Conto tudo pra ele na mesma hora. Ele presta atenção com uma expressão receosa e chocada.

— E agora tô aqui, me sentindo cada vez pior. Esses reencontros não me fizeram bem. — finalizo.

— Caramba, Cíntia. Eu sinto muito mesmo. — ele segura minha mão de forma acolhedora. — Na moral, sei que é sua mãe, mas eu espero profundamente que a Amélia apodreça no inferno.

Olho pra baixo e suspiro.

— A culpa é dela. Nunca vou conseguir esquecer o que ela me fez. — desabo em lágrimas.

— Querida, é foda mesmo. Sua mãe sempre foi essa rabugenta filha da puta. Não sei o que me deu na cabeça pra transar sem camisinha com ela. — ele estala os dedos e a coluna. — Que bom que nessa besteira, surgiu você. A melhor coisa que eu já fiz.

— Tá falando sério? — olho pra ele com tristeza, mas sentindo aquele amor de criança que tem um momento divertido com o pai.

— Claro que sim. Agora me conta: você se orgulha de ter o emprego dos sonhos?

— Muito. — sorrio, passando a mão no meu rosto.

— E eu me orgulho de você. Nem parece que você saiu da Amélia, sério. Uma garota tão forte, tão destemida. — ele passa a mão no meu cabelo, e eu me sinto acolhida, aceitada.

— Até que enfim você chegou. — Rayane levanta do sofá quando me vê abrir a porta. — Quem é esse?

— Esse é meu pai, Rubens. Pai, essa é a Rayane, minha amiga e filha da assistente social que praticamente salvou minha vida. — coloco minha bolsa na mesa e ajudo meu pai à se acomodar.

— Prazer. — eles falam ao mesmo tempo.

— Cíntia, mas que lugar legal. Bem bacana esse apê. — Rubens se joga no sofá e Rayane segura meu braço, me levando à cozinha.

— O que foi? — pergunto, cochichando.

— Do nada você encontra seu pai na rua? Eu nem sequer sabia que você tinha um. — ela resmunga de forma protetora.

— É mas eu tenho. Ele é legal, confia em mim. Acho que finalmente vou seguir em frente. Nossa conversa foi tão legal. Ele se importa comigo, Rayane.

— Ele vai dormir aqui? — ela arregala os olhos.

— Só hoje. Ele ainda não tem dinheiro pra hotel ou alugar alguma casa.

— Cíntia... — ela suspira em reprovação e eu a olho quase implorando. — Tá bom.

— Brigada. — abraço ela e volto pra sala.

— Vocês tem cerveja? E limão? — Rubens pergunta esticando suas pernas no sofá.

Reparo em seus pés descalços, ele fez questão de tirar até a meia.

— Eu vou ver depois. Agora pode me contar mais sobre você? — abraço uma almofada, curiosa.

— Sobre mim? O que mais quer saber, filha? — eu amo quando ele me chama assim.

— O que fez quando saiu de casa. Casou de novo? Teve outros filhos?

— Não. Eu não acredito em casamento. E filho só dá dor de cabeça, né? — ele gargalha e bagunça meu cabelo.

— Então só trabalhou?

— Digamos que sim. Fui mecânico por uns anos, depois tentei ser caixa de lanchonete, segurança de escola... — ele finaliza mas não finaliza a frase.

— E agora? Tá desempregado?

Ele fica triste de repente.

— Infelizmente sim. Como eu te disse, me sinto muito mal, filha. Não tenho coragem de fazer nada por mim mesmo. — ele passa as mãos pelo cabelo grisalho.

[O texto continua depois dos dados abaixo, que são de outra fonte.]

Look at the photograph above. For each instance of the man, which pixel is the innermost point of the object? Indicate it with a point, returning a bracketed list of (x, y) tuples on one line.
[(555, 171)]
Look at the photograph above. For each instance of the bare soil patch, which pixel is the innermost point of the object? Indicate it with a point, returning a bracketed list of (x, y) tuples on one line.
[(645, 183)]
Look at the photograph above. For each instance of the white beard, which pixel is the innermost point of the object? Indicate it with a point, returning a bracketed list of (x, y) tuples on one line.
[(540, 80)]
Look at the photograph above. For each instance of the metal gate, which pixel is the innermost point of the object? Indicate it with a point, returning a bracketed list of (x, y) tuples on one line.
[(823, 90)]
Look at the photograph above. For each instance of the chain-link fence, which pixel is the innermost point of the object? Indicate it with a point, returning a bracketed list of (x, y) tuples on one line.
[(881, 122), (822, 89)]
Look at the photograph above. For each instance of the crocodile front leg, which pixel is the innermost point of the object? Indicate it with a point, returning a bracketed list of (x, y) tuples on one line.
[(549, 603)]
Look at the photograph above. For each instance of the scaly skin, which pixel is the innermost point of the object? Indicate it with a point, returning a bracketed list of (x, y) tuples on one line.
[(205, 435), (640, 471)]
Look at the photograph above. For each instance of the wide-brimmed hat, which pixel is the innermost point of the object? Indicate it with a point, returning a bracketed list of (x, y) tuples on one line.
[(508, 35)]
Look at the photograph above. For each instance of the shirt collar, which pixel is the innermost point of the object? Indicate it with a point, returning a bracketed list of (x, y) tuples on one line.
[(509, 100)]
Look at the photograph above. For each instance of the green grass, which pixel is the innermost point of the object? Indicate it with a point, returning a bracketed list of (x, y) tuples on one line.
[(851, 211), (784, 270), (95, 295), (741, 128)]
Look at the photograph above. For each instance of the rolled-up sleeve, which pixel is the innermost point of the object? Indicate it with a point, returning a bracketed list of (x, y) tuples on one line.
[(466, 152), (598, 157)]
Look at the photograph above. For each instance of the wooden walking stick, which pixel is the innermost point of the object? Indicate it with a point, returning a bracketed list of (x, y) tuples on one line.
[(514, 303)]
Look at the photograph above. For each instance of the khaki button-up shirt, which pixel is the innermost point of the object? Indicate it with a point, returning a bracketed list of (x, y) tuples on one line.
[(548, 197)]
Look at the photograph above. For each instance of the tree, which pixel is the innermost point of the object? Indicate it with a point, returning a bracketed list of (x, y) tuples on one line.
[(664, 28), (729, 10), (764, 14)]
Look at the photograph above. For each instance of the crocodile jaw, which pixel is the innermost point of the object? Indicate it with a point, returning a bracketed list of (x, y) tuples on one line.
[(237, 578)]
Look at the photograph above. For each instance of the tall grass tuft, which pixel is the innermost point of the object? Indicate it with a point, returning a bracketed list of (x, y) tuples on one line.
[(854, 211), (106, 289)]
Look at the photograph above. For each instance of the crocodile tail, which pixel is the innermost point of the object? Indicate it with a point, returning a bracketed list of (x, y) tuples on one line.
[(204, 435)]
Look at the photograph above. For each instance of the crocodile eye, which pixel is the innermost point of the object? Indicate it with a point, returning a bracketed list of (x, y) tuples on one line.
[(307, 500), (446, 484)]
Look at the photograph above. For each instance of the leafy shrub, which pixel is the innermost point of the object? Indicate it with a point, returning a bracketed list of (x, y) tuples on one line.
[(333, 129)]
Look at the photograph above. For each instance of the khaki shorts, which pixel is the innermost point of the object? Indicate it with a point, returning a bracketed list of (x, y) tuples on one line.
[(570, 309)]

— Eu te ajudo. — apoio minha mão nas suas costas. — Sei como se sente. Mas eu tô aqui agora.

Ele lança um sorriso inseguro.

— Obrigado, querida. — ele me abraça forte e eu me sinto alguém de novo.

Será que Rafael gostaria de saber que eu reencontrei meu pai? Eu creio que nunca falei dele pro loiro. Acho que ele ficaria no mínimo surpreso.